The aligned ITS sequence data consisted of 617 characters, 127 base pairs of which were from a large indel, in some isolates from Australia (47) and all isolates from South Africa, United States of America, Uruguay, and Vietnam. Two Australian isolates had a shorter indel of 77 base pairs. The indel was coded and treated as a single evolutionary event, thus leaving 106 parsimony informative characters that were used in the analysis. The data contained significant phylogenetic signal (P < 0.01; g1 = −1.01) to allow for meaningful analysis. Heuristic searches of unweighted characters in PAUP resulted in six most parsimonious trees of 167 steps (CI 0.82, RI 0.96), of similar topology, of which one is presented in Fig. 2a.

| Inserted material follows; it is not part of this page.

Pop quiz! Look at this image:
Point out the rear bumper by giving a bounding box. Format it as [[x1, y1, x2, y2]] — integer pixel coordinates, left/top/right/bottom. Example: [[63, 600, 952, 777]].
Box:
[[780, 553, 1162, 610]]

Phylogenetic relationships among Teratosphaeria suttonii isolates included in the study. The trees present a summary of the parsimony and Bayesian analyses of DNA sequence data obtained from the internal transcribed spacer (ITS) (a), elongation factor (EF)-1α (b), and β-tubulin (c) gene regions. Estimates of nodal support have been deduced from parsimony jackknifing (above nodes) and Bayesian inference analysis (below nodes). The different colors represent the 14 ITS haplotypes, showing how they have been reduced and intermixed in the EF and BT phylogenies
There were 25 polymorphic loci for the T. suttonii isolates, resulting in 14 ITS haplotypes (Table 1; Fig. 2). These were distributed into two main groups, the first containing haplotypes 1–9 and the second containing haplotypes 10–14. Haplotype 4 comprised the highest number of isolates (30), followed by haplotypes 13 and 8. Haplotypes 1, 2, 3, 6, 8, 10, and 11 were found only in Australian isolates; haplotypes 1, 6, and 8 were restricted to Queensland isolates; and haplotypes 2, 3, 10, and 11 were found in isolates from different parts of Australia. Haplotypes 4, 5, 7, 13, and 14 included isolates from Australia and other countries. These isolates included the combinations Australia, South Africa, Uruguay, and United States (haplotype 4), South Africa, and Uruguay (haplotype 5), New South Wales and Vietnam (haplotype 7), New South Wales and Indonesia (haplotype 13), and Western Australia, Vietnam, and China (haplotype 14). Haplotype 12 occurred only in China isolates, and haplotype 9 was a single isolate from Queensland, Australia. ITS haplotypes 1, 8, and 12 resulted in equally high bootstrap values in parsimony and Bayesian analysis (Fig. 2a). ITS haplotypes 5, 6, and 11 had moderate parsimony and no posterior probability values, whereas ITS haplotypes 7, 10, and 14 had moderate parsimony and high posterior probability values. ITS haplotype 3 had no bootstrap support and a high posterior probability, and ITS haplotypes 2, 4, 9, and 13 were not supported. Isolates representing ITS haplotypes, marked with a superscript H in Table 1, were deposited with the mycological culture collection of the South African Plant Protection Research Institute.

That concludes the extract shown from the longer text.